28.01.2013 Verfahrensrecht

OGH: Übertragung der Zuständigkeit zur Besorgung der Pflegschaftssache gem § 111 JN

Offene Anträge können nur dann bedeutsam sein, wenn das Wohl des Kindes aus besonderen Gründen von dem bisher befassten Gericht wirksamer beachtet werden kann, etwa weil dem übertragenden Gericht eine besondere Sachkenntnis zukommt


Schlagworte: Zuständigkeit, Übertragung, Außerstreitverfahren, Pflegschaftssache, offene Anträge, in einem gemeinschaftlichen Pflegschaftsakt zusammengefasste Verfahren, Kindeswohl
Gesetze:

§ 111 JN

GZ 10 Nc 16/12b, 17.10.2012

 

OGH: Nach § 111 Abs 1 JN kann das zur Besorgung der pflegschaftsgerichtlichen Geschäfte zuständige Gericht auch von Amts wegen seine Zuständigkeit ganz oder zum Teil einem anderen Gericht übertragen, wenn dies im Interesse des Minderjährigen gelegen erscheint.
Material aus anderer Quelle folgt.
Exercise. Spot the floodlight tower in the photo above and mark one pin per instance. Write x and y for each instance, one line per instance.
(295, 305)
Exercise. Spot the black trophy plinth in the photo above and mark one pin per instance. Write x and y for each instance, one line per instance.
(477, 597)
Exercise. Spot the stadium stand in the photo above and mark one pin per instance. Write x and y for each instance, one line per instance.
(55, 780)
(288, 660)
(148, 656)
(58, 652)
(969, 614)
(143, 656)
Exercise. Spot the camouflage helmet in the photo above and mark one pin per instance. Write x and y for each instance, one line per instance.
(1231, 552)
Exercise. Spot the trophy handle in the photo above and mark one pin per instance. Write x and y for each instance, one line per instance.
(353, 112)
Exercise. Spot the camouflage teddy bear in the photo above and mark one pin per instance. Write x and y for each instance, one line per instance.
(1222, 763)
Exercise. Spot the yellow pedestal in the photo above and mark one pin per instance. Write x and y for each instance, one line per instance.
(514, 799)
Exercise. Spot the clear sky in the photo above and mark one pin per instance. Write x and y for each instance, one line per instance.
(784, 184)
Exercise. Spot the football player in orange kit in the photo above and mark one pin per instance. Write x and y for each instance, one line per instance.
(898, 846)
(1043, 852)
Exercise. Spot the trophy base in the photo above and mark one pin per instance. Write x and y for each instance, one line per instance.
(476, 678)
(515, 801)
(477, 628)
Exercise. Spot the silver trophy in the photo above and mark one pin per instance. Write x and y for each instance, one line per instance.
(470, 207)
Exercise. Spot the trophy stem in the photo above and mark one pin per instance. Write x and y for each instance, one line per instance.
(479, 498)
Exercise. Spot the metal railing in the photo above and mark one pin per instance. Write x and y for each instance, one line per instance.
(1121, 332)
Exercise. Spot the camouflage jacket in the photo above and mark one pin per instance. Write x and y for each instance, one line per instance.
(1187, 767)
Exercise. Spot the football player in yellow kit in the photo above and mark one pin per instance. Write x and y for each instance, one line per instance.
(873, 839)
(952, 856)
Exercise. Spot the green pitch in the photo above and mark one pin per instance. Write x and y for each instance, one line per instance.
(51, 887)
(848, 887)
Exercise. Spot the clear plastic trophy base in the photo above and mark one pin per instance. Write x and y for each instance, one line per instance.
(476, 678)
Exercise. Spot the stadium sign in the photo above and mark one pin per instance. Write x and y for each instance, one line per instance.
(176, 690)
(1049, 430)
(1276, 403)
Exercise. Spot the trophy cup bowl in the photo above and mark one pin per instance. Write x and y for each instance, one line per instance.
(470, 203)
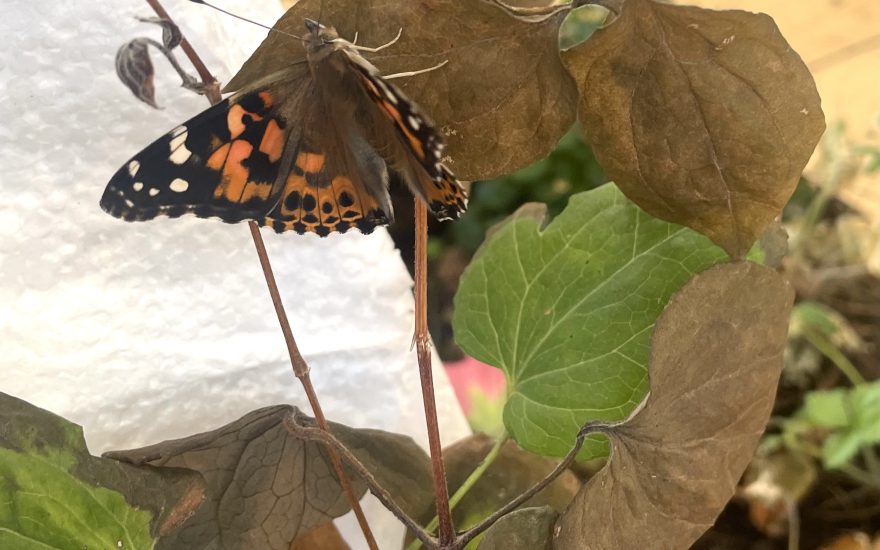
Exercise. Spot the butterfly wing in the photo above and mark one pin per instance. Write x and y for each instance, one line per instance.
(225, 162)
(264, 154)
(408, 140)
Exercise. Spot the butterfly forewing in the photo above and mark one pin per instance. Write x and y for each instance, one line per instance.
(225, 162)
(421, 165)
(305, 150)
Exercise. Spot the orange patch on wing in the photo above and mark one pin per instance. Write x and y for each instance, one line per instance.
(273, 141)
(414, 142)
(267, 99)
(218, 158)
(256, 190)
(310, 163)
(235, 119)
(235, 175)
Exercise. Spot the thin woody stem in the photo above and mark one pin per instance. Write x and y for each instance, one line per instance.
(446, 532)
(314, 434)
(300, 368)
(593, 427)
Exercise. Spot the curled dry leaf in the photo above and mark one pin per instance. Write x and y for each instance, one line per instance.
(323, 537)
(135, 69)
(528, 528)
(502, 101)
(265, 487)
(716, 356)
(703, 118)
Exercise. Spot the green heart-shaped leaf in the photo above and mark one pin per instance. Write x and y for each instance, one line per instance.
(567, 311)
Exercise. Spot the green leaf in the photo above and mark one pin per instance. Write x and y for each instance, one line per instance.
(54, 494)
(567, 311)
(852, 413)
(826, 409)
(716, 357)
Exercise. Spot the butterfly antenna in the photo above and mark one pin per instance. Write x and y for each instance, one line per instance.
(251, 21)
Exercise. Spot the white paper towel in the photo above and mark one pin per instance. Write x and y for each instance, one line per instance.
(149, 331)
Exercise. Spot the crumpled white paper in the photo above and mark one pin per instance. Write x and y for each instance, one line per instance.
(148, 331)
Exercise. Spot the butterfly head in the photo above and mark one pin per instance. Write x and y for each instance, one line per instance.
(319, 35)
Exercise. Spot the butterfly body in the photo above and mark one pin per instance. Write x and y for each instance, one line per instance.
(307, 149)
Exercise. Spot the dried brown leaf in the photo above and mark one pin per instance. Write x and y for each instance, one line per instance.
(703, 118)
(529, 528)
(715, 361)
(265, 487)
(502, 101)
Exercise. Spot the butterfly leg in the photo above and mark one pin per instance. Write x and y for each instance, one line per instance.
(413, 73)
(378, 48)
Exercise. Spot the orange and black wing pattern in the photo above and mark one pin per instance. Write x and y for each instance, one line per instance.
(436, 184)
(222, 163)
(321, 197)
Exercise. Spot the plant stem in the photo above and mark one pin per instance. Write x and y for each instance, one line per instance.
(839, 359)
(316, 434)
(301, 371)
(300, 368)
(446, 533)
(467, 485)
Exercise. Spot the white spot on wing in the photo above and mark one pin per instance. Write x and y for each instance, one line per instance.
(177, 146)
(179, 185)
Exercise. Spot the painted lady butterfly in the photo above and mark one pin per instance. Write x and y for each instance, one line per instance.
(306, 150)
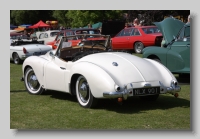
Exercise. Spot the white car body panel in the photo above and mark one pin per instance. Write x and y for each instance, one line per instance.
(54, 78)
(103, 71)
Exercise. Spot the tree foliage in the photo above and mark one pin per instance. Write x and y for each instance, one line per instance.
(80, 18)
(19, 17)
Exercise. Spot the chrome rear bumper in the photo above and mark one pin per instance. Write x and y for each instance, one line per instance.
(123, 94)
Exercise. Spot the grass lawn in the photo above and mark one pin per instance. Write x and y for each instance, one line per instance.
(56, 110)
Diese Bestimmung nimmt darauf Bedacht, dass ein örtliches Naheverhältnis zwischen dem Pflegschaftsgericht und dem Pflegebefohlenen idR zweckmäßig und von wesentlicher Bedeutung ist. Es sollen daher bei Kindern die Aufgaben des Pflegschaftsgerichts grundsätzlich von jenem Gericht wahrgenommen werden, in dessen Sprengel der Mittelpunkt ihrer Lebensführung liegt. Nach stRsp des OGH sprechen offene Anträge im Allgemeinen nicht gegen eine Zuständigkeitsübertragung nach § 111 JN. Offene Anträge können nur dann bedeutsam sein, wenn das Wohl des Kindes aus besonderen Gründen von dem bisher befassten Gericht wirksamer beachtet werden kann, etwa weil dem übertragenden Gericht eine besondere Sachkenntnis zukommt.

 

Auch wenn es wegen der Eigenständigkeit der in einem gemeinschaftlichen Pflegschaftsakt zusammengefassten Verfahren grundsätzlich zulässig sein mag, nur einzelne der gemeinschaftlichen Akten an ein anderes Gericht zu übertragen, wird es im Allgemeinen doch im Interesse des Kindeswohls liegen und zweckmäßig sein, dass für die Entscheidung über mehrere offene Anträge in diesem Verfahren ein und dasselbe Pflegschaftsgericht zuständig ist.